Shares of Fossil Group Inc. (NASDAQ:FOSL) plunged 37.6% in the month of May, according to data provided by S&P Global Market Intelligence, after the lifestyle accessories specialist announced disappointing first-quarter 2017 results.
Quarterly revenue declined 11.8% year over year (11% at constant currency) to $581.8 million. That translated to a net loss of $48.2 million, or $1.00 per share, compared to net income of $0.12 per share in the same year-ago period. To be fair, though, those results included a $0.35-per-share restructuring charge, partly offset by non-operating currency hedging gains of $0.11 per share.

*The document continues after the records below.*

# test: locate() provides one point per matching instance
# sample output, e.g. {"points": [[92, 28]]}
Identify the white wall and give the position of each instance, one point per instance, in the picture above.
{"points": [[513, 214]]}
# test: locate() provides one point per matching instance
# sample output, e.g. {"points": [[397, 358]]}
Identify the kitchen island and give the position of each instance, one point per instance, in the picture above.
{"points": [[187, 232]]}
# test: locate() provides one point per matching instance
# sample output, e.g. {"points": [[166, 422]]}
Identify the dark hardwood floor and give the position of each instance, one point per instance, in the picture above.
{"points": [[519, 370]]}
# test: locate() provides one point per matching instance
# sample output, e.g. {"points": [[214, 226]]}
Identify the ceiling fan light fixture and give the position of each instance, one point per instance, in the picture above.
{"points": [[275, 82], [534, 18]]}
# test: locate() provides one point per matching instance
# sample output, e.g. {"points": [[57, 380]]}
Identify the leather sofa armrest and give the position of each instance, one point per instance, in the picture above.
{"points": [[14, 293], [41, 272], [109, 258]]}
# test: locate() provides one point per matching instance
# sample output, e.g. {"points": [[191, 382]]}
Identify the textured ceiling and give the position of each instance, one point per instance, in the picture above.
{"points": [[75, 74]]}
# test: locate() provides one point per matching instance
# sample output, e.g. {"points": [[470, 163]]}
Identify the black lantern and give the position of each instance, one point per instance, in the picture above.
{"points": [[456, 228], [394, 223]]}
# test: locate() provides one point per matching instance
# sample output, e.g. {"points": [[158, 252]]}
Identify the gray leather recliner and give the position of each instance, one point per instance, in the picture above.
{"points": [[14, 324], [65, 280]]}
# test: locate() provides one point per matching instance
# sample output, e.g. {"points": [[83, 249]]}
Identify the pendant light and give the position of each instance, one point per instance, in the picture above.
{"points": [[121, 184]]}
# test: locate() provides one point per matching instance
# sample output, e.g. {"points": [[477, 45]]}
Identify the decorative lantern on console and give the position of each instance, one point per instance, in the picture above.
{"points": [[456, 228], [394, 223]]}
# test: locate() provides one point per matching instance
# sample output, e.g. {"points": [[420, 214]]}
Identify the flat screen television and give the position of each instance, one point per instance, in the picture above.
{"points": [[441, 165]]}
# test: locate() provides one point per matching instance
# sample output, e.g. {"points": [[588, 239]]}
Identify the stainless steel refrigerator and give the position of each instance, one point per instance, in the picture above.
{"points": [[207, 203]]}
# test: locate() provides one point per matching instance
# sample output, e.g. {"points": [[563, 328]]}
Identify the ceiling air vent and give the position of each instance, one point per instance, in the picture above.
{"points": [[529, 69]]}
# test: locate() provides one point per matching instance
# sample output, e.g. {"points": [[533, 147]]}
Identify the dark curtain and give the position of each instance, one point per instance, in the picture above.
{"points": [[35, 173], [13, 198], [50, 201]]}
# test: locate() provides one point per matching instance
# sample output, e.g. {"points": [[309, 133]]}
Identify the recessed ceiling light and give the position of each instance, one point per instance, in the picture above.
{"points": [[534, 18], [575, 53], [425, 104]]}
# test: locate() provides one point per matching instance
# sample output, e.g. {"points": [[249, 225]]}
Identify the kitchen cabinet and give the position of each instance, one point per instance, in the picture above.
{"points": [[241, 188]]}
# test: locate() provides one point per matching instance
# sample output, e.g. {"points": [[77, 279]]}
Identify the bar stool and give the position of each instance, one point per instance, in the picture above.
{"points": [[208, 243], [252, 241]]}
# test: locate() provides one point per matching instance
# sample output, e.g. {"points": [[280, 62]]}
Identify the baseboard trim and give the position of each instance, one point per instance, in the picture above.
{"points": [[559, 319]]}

Fossil Group CEO Kosta Kartsotis noted the results were "largely in line with our expectations, [and] continue to reflect a challenging retail environment and a watch category undergoing significant change."
To successfully capitalize on that change, Fossil is simultaneously trying to drive growth in its core watch business while moving forward its wearable technology initiatives. To that end, Fossil is on track to launch more than 300 new wearable tech SKUs in 2017 that offer features including slimmer cases, improved functionality, brighter displays, and easier charging. Meanwhile, Fossil is working to reduce costs and improve operating efficiency going forward -- a move Kartsotis insists will leave it "better positioned to improve profitability in a very leverageable business model going forward."
For now, however, this quarterly report represented a painful start to 2017 for Fossil Group. And with plenty of work to do before Fossil Group realizes the fruits of its turnaround efforts, it's hard to blame investors for taking such a big step back last month.